For IP & Technology Counsel
AI for IP and technology transactions
Every license, every assignment, fully accounted for.
SwiftLaw's AI agents draft and negotiate IP and technology agreements and flag the risks buried in vendor paper.
Licensing agreements, IP assignments, and technology contracts draft from your precedents and redline against your positions. Inbound vendor paper is checked for the terms that create real exposure — data use rights, IP ownership, open-source obligations, indemnity scope — with every flag cited to the clause that raised it.
Catch the clause that costs you
Data-use rights, ownership assignments, and indemnity scope surfaced and cited — before signature, not after.
License on your terms
Inbound and outbound licenses redlined against your playbook, with fallback positions proposed.
A clean chain of title
Assignments and license grants tracked across the portfolio, so ownership questions have answers.
How teams use SwiftLaw
License drafting & negotiation
Draft and redline inbound and outbound licenses against your standard positions.
IP assignments
Generate assignment agreements and track the chain of title across the portfolio.
Technology contract review
Review SaaS, development, and integration agreements against market terms.
Data & open-source risk
Flag data-use rights and open-source obligations in vendor paper, with citations.
Portfolio Q&A
Answer questions about what's licensed, to whom, on what terms — from the documents.
What does IP and technology transaction AI do?
It drafts licensing agreements and IP assignments from your precedents, reviews technology contracts against your positions and market terms, flags data-use, ownership, and open-source risks with citations to the offending clause, and tracks grants and assignments across the portfolio.
How does attorney review work?
Your attorneys stay in control. Templated, repetitive work runs autonomously, while judgment calls route to your supervising attorneys for sign-off with full context. SwiftLaw is a software platform, not a law firm, and using it does not create an attorney-client relationship — final legal judgment stays with your counsel, backed by a full audit trail of what was decided, by whom, on what basis.
Can it review vendor and SaaS agreements at volume?
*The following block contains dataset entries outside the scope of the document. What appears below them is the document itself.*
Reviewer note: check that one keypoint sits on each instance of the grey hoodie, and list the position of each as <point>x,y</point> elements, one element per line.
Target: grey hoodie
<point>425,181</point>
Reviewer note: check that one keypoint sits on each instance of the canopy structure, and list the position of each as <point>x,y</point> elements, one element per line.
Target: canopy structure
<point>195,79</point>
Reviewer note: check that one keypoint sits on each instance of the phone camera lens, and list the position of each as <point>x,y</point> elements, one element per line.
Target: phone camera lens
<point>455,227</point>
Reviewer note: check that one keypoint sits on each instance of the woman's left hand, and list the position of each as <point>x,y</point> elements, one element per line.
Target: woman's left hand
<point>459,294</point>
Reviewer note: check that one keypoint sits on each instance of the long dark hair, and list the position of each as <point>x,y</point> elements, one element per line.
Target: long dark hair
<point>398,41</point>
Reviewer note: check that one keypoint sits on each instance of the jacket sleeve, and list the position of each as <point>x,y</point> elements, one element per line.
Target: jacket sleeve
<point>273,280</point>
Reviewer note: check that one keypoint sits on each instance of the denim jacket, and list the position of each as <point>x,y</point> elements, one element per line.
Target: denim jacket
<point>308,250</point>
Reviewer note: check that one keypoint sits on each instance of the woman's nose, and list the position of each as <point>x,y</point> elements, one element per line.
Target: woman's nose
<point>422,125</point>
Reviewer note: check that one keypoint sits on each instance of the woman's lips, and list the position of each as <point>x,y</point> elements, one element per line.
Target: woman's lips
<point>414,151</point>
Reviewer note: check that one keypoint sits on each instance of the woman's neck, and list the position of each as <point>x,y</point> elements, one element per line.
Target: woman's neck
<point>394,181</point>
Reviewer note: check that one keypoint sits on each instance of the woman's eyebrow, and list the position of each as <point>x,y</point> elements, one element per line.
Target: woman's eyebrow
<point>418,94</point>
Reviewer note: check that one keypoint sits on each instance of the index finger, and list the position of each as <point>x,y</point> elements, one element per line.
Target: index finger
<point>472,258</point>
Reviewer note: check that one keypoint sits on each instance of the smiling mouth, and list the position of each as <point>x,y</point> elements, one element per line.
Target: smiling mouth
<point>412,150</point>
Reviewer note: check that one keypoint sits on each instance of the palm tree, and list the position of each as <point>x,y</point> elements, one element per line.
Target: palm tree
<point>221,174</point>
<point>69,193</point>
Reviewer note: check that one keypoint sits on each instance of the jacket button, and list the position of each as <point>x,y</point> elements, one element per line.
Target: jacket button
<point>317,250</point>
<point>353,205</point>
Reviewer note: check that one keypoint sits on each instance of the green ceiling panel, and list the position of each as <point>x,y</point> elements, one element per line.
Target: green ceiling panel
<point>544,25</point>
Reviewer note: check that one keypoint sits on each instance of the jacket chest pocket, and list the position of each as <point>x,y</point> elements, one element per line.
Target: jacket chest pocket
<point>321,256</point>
Yes — high-volume inbound paper is where the review-against-playbook model works hardest. Standard terms clear automatically, and only agreements with genuine exposure — unusual data rights, broad indemnities, IP ownership grabs — reach your attorneys, with the specific clauses flagged.
Is IP data secure and confidential?
Yes. All client data is encrypted at rest with AES-256 and in transit with TLS 1.2+, stored in encrypted AWS infrastructure scoped to your tenant and located entirely in the United States. SwiftLaw never uses customer content to train AI models and is SOC 2 Type I certified, with a Type II audit in progress and continuous monitoring through Vanta.